I met Don Cook as a graduate student at MICA in 2002. He was a mentor to the grad students in the ‘other’ summer program, but we struck up a number of conversations about my work and where it was going. Don always had lists of books I needed to read, art exhibits I needed to check out, and sexy French films I needed to watch, and we didn’t always agree.
As the years passed and we began to exhibit more and more frequently in Baltimore and surrounding areas, we had a series of ongoing and fierce debates – about truth, beauty, gossip, and integrity – among other things. I enjoyed the bristly challenge of him. When I saw him headed my way, I would smile and adjust my thinking cap, knowing that small talk would be briskly pushed aside and Don would have an issue to chew.

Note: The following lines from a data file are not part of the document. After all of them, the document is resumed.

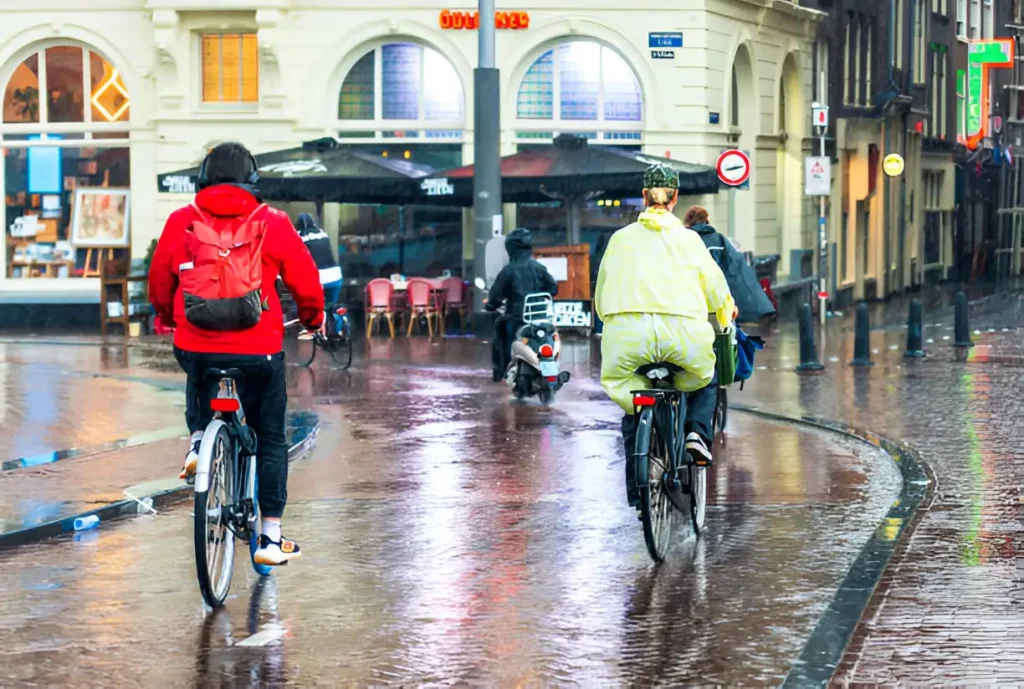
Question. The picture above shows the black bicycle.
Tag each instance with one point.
(334, 337)
(226, 498)
(667, 478)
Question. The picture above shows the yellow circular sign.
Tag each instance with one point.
(893, 165)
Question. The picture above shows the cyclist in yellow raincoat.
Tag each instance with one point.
(656, 286)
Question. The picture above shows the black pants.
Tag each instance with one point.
(264, 401)
(501, 346)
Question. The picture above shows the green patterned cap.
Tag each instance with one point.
(660, 176)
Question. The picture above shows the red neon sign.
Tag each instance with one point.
(465, 19)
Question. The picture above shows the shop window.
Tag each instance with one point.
(401, 82)
(65, 191)
(581, 87)
(68, 74)
(230, 68)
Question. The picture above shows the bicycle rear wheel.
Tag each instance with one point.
(721, 413)
(656, 511)
(312, 353)
(214, 541)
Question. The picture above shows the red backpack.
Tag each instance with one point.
(222, 272)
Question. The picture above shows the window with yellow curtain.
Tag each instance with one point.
(230, 68)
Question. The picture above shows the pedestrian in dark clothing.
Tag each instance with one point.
(521, 276)
(747, 291)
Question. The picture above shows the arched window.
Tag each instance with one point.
(66, 173)
(580, 86)
(401, 91)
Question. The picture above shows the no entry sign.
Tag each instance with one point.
(733, 167)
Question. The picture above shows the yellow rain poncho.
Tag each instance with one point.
(655, 287)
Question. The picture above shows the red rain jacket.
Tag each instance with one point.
(283, 253)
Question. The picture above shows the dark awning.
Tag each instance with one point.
(567, 168)
(325, 171)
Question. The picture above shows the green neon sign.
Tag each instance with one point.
(982, 56)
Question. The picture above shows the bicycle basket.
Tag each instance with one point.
(538, 308)
(725, 357)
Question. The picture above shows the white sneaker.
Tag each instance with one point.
(697, 449)
(192, 461)
(274, 553)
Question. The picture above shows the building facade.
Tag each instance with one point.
(99, 99)
(892, 86)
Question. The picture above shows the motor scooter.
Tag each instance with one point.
(535, 369)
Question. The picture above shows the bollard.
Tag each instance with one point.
(962, 329)
(862, 339)
(914, 333)
(808, 350)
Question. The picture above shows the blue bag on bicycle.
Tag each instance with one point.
(747, 347)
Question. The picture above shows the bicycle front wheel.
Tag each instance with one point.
(698, 497)
(656, 511)
(341, 351)
(214, 541)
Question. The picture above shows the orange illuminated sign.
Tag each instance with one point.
(457, 18)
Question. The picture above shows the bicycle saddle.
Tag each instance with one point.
(658, 371)
(220, 374)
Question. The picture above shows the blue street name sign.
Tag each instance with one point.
(671, 39)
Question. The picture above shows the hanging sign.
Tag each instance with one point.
(665, 39)
(460, 18)
(572, 314)
(733, 167)
(983, 55)
(819, 116)
(893, 165)
(437, 187)
(817, 175)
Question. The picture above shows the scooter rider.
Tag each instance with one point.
(521, 276)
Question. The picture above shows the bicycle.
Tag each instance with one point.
(226, 489)
(335, 336)
(666, 475)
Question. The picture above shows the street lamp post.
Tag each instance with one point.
(486, 146)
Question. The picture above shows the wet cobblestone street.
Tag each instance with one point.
(453, 536)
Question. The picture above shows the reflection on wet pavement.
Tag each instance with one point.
(452, 535)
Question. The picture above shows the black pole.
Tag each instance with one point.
(862, 339)
(808, 350)
(914, 332)
(962, 330)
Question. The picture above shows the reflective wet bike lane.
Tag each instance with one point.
(452, 535)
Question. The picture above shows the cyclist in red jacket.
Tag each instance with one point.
(213, 277)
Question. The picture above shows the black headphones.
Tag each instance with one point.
(202, 182)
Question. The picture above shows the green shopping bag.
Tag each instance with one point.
(725, 357)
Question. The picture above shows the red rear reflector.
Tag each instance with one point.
(224, 404)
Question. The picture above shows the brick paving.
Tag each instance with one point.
(950, 607)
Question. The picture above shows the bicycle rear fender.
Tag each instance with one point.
(645, 422)
(206, 456)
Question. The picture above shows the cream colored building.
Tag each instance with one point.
(139, 87)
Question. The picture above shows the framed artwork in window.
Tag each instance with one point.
(101, 217)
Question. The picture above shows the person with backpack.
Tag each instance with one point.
(318, 245)
(212, 276)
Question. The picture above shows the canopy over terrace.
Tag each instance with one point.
(323, 171)
(568, 170)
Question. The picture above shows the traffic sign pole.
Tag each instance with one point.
(819, 115)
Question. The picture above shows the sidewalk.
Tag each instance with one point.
(948, 608)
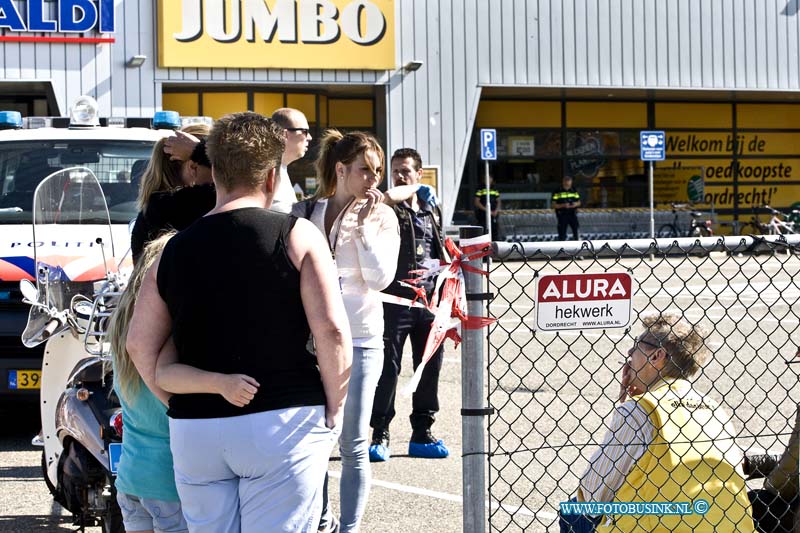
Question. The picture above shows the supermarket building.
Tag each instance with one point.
(568, 84)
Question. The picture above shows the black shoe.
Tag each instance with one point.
(424, 444)
(379, 447)
(423, 436)
(380, 437)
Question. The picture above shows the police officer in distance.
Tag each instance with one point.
(566, 202)
(479, 205)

Over the years, Don wrote several critical pieces for the BmoreArt, and, as art editor at Gutter Magazine, I featured him in my ‘Medium’ column. When I visited his studio, he served me homemade scones and espresso and had more questions for me than I had for him. To check out that body of work and interview, click here.
When I started a brand new series of pared down works on paper, Don Cook was the first person I invited to my studio. I had so many questions – I wasn’t even sure why I was making these new drawings. In true Don Cook form, he didn’t answer any of my questions, but he congratulated me for making difficult decisions and leaving the ‘pabulum’ behind. After the visit I didn’t necessarily understand my work better, but I knew with absolute certainty that Don believed in what I was doing, and I believed in it as well. That’s the kind of teacher and person he was. You always knew where you stood with Don. If he’s reading this, I am sure he is rolling his eyes right now, but he needs to know – he will be missed.
Obituary from the Cumberland Times:
Artist, writer, teacher and mentor Donald Cook passed from this world on Friday, Oct. 1, 2010.
Born in Midland on May 21, 1950, he was the beloved son of Libby (Bechie) and Donald “Frosty” Cook of Cumberland.
Don graduated from Bishop Walsh High School in Cumberland, class of 1968, and continued his education at the University of Maryland, College Park, where he received his bachelor’s degree in English with honors. Concentrating in poetry, he distinguished himself as a writer while there by winning the Calvert Review prize for poetry for work published in the campus literary magazine. An innovative and inspiring teacher and communicator, Don worked for many years with the Maryland State Arts Council’s Artists-in-the-Schools Program as both a member of the Poets-in-the-Schools and, later, as a visual artist, in the Artists-in-the-Schools. More recently, he worked at the Maryland Institute, College of Art (MICA) in Baltimore, as a teacher and mentor in the Art Education Program, working with graduate candidates to help them develop their studio work. He also worked with the Maryland Historic Trust in Annapolis, where he did mapping, prepared architectural drawings and taught special seminars. A highly gifted and prolific artist, he was the recipient of many awards, grants, fellowships and artist residencies. Working primarily in drawing and painting, with occasional forays into three dimensional projects, his art has been extensively shown in many galleries and art venues on the East Coast, including a number of one-man shows. Much of his work was inspired by his roots in Western Maryland, a heritage of which he was proud. Posthumously, his work will appear at the Washington Project for the Arts in Washington, D.C. in November. Donald was a passionate, magnanimous spirit who profoundly touched and inspired the many who both knew and loved him.
Surviving, besides his parents, are aunt, Flora Lease and husband Paul, LaVale; and cousins, Paul Jr. and Reba; uncle, Gerald Cook Sr. and wife Catherine, Lonaconing; and cousin, Gerald Cook Jr. He is also survived by numerous cousins and former wife, Linda Reeves.